# August 19, 2017: Currently, The Canadian is expected to arrive in Tor



## Dakota 400 (Aug 19, 2017)

This type of schedule keeping surely makes planning a trip "interesting".

No doubt, I will need to reserve a hotel for the day following the train's expected arrival.

I also think I will need to reserve another day after that to "recover" after 4 days on The Canadian since I plan to board in Vancouver.

I, not too long ago, had a 4 consecutive day Amtrak trip on the Sunset Limited connecting to the Southwest Chief. I love train travel.
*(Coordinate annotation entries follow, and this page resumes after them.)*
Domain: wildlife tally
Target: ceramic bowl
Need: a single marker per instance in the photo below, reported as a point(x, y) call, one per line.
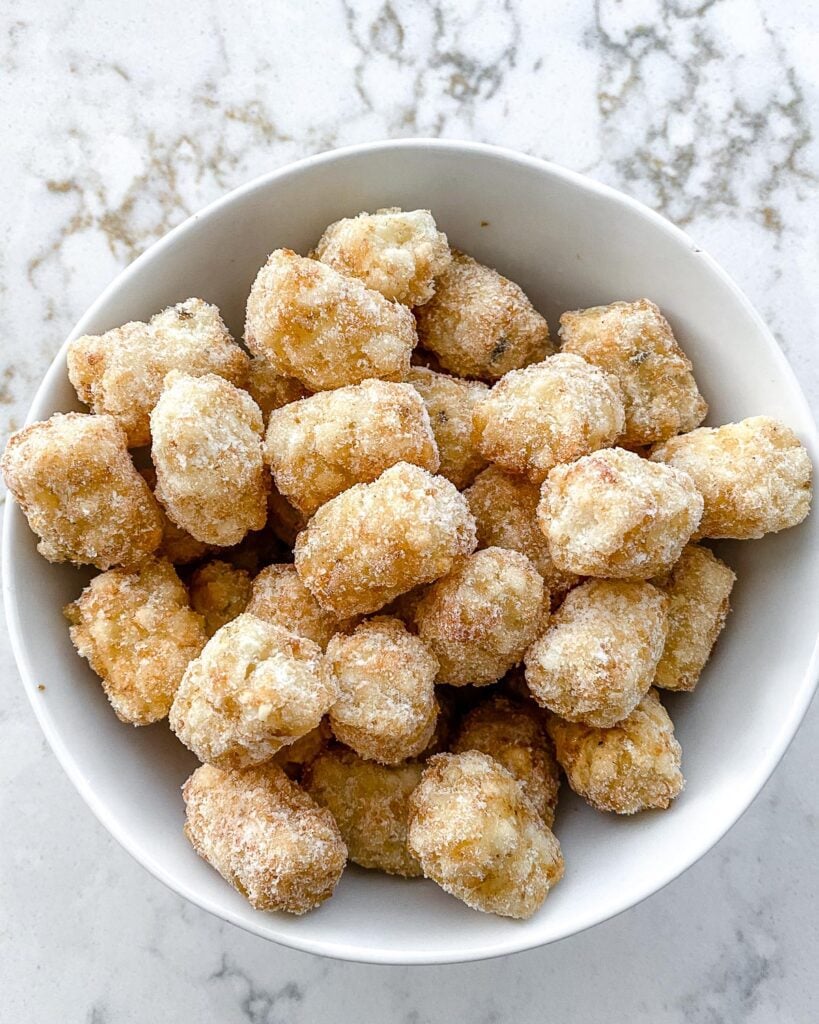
point(569, 242)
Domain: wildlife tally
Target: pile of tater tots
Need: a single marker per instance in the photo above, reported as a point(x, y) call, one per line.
point(405, 565)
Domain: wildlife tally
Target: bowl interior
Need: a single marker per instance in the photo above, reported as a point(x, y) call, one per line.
point(569, 244)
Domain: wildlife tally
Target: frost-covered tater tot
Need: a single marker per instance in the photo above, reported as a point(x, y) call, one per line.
point(264, 836)
point(481, 616)
point(635, 342)
point(219, 592)
point(207, 452)
point(278, 596)
point(295, 758)
point(121, 372)
point(371, 805)
point(385, 677)
point(177, 545)
point(610, 514)
point(477, 835)
point(269, 389)
point(478, 324)
point(397, 253)
point(254, 689)
point(634, 766)
point(513, 733)
point(138, 633)
point(698, 589)
point(506, 514)
point(548, 413)
point(327, 330)
point(324, 444)
point(598, 657)
point(75, 481)
point(379, 540)
point(755, 476)
point(449, 402)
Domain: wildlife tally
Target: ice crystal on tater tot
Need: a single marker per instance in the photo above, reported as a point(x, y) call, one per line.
point(397, 253)
point(264, 836)
point(138, 633)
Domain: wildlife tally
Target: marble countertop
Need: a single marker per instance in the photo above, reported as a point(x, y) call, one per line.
point(119, 121)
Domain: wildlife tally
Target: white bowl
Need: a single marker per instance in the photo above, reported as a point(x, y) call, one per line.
point(570, 243)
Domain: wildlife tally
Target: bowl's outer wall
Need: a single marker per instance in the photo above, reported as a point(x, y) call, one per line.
point(569, 244)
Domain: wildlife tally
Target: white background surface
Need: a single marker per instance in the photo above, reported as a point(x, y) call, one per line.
point(119, 121)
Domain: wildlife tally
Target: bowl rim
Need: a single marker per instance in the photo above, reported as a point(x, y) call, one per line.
point(355, 951)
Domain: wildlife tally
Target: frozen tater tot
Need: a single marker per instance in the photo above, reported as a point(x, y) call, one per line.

But, I was ready to get off the train when I got to Chicago!

Reactions? Opinions? All are appreciated by me.


----------



## Ryan (Aug 19, 2017)

This would make far more sense if the subject wasn’t cut o


----------



## JRR (Aug 19, 2017)

We did the trip this summer and the Canadian was 41/2 hours late arriving in Toronto. At one point we were 91/2 hours behind Schedule.

The trip was great and very enjoyable but considering everything, I would definitely plan at least overnight in Toronto before doing anything else.

A lot to see and do in Toronto in any event.


----------



## MikefromCrete (Aug 19, 2017)

JRR said:


> We did the trip this summer and the Canadian was 41/2 hours late arriving in Toronto. At one point we were 91/2 hours behind Schedule.
> 
> The trip was great and very enjoyable but considering everything, I would definitely plan at least overnight in Toronto before doing anything else.
> 
> A lot to see and do in Toronto in any event.


that's good timekeeping for the Canadian. One train recently arrived almost 24 hours late. CN just doesn't care and Via has no legal recourse to force them to run the train even close to the timetable.


----------



## JayPea (Aug 19, 2017)

Ryan said:


> This would make far more sense if the subject wasnt cut o


----------



## Bob Dylan (Aug 20, 2017)

Spending at least one night in Toronto ( Canada's New York)is a good idea.( Although the service,scenery and food and drink is so good you may not care when you get there!)

If you haven't been in Toronto before a couple of nights is even better if you can snag a good deal on a place to stay.As was said, theres lots to do there, most of the good stuff is downtown close to Union Station.


----------



## NS VIA Fan (Aug 20, 2017)

MikefromCrete said:


> that's good timekeeping for the Canadian. One train recently arrived almost 24 hours late........


The first 9 hrs might have been CN's fault.....but there were major delays this summer due to wildfires in the west.


----------



## JRR (Aug 20, 2017)

Bob Dylan said:


> Spending at least one night in Toronto ( Canada's New York)is a good idea.( Although the service,scenery and food and drink is so good you may not care when you get there!)
> 
> If you haven't been in Toronto before a couple of nights is even better if you can snag a good deal on a place to stay.As was said, theres lots to do there, most of the good stuff is downtown close to Union Station.



You hit the nail on the head! The service, scenery and food were so good that we were happy for the extra time on board ( got an extra lunch!), and would gladly have been 24 hrs. late.


----------